Tonight, AJ shared with me he went to dinner with someone he met at the gym. This same someone was very flirtatous with AJ when they first met. He preceded to tell me that this guy is very nice, intelligent and he enjoyed spending time with him. When I heard this story, I immediately felt this "jealousy"(again for lack of a better word). I unfortunately made my emotions very obvious to AJ, and he in turn got upset with me. This in itself is another issue.
I don't quite understand these emotions or why they occur. I'm not sure if it is due to my own unassurance in myself or if they stem from my general lack of trust for most gay men. In my experience, most gay men are dogs, they have no respect for anyone's relationship and are not afraid to test boundries.
Perhaps these emotions are partly due to way AJ and I began. I equate it to "simmering". AJ, by history, has kept a pot "simmering" in the back while he decides what he wants. This is how we began. Shortly after meeting AJ, he wanted me to meet a "friend" from NC. He failed to tell me that this person had a romantic interest in him. This incident was very uncomfortable for me. In fact, this situation continued for several months. He was showing signs that he wanted to date me, but in the background, there was always this "friend". When exactly AJ was upfront with this other person has never been quite clear, but eventually the pot simmering on the back eye was turned off.
Like I mentioned before, I am not sure how to describe my emotions. The first step, I imagine is trying to understand why I feel the way I do, then perhaps I can understand the emotions, then maybe know how to deal with them.
AJ is the only man I've ever dated, where I felt I could unequivocally trust him. However, I do not know if he would begin the "simmering" again if he thought perhaps our relationship was in trouble.
I really haven't gone into my past experiences or relationships, but I can tell you, that my past has not been a shining jewel. My last relationship, (which lasted way to long) consisted of 2 people who cared for each other, but did not respect each other. Neither one of us was totally honest with the other, which certainly bares harm for a relationship. Most people I encountered while in this situation were not good people. They had absolutely less respect for my relationship than I did, which wasn't much. Of course we all know people or have experience these types of people. Unfortunately my view has been skewed, perhaps in the wrong direction, because the majority of the gay men I've crossed paths with can fit this description.

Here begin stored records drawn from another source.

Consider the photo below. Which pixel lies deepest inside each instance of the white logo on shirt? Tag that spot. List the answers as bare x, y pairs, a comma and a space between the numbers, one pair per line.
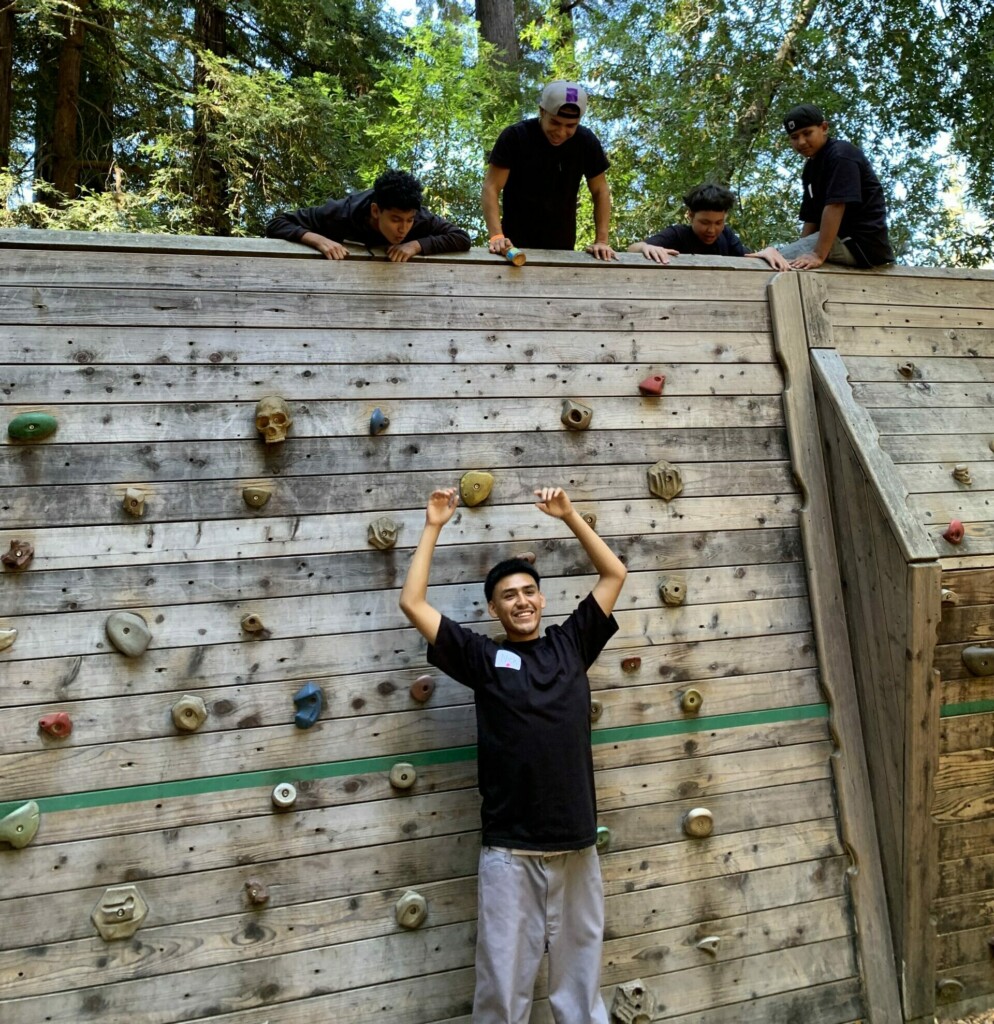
507, 659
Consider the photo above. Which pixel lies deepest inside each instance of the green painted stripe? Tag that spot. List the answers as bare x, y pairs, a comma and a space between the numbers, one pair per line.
969, 708
333, 769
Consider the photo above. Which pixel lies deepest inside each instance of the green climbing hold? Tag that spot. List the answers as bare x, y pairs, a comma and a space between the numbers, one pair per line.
32, 427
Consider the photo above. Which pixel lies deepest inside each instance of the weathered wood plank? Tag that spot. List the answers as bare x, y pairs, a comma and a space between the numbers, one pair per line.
137, 544
112, 344
903, 343
892, 314
126, 586
927, 369
150, 307
448, 278
648, 850
828, 612
99, 503
245, 460
195, 422
378, 382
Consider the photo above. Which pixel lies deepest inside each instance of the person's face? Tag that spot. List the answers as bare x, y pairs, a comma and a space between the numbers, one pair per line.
557, 128
393, 224
707, 224
517, 602
809, 140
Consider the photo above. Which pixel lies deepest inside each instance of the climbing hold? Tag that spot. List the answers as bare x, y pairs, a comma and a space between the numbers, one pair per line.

I've mentioned before that my self esteem is seriously lacking. I think this is an innate characteristic of most gay men, however I do feel the experience I mentioned above has played into this a lot.
Perhaps all these factors play a role in these emotions that I have. Most of all, I'm scared. Scared of being hurt or hurting someone else. Scared that perhaps someone will steal AJ away from me. Maybe there is someone out there AJ will find more "intriguing" than myself. Someone he will put on the back burner and start the "simmering" process. If for any reason, our relationship, as it stands now was to end, and he began seeing someone he made "friends" with while seeing me, I would be crushed and feel like nothing more than a fool.
Perhaps with more exploration, and hopefully discussion of these emotions, I will understand them more fully. AJ is a fantastic person, and I know he will allow me time, and assist me in sorting through this so that I can give him the respect and caring he deserves.
I LOVE YOU AJ - please help me to get this monkey off my back.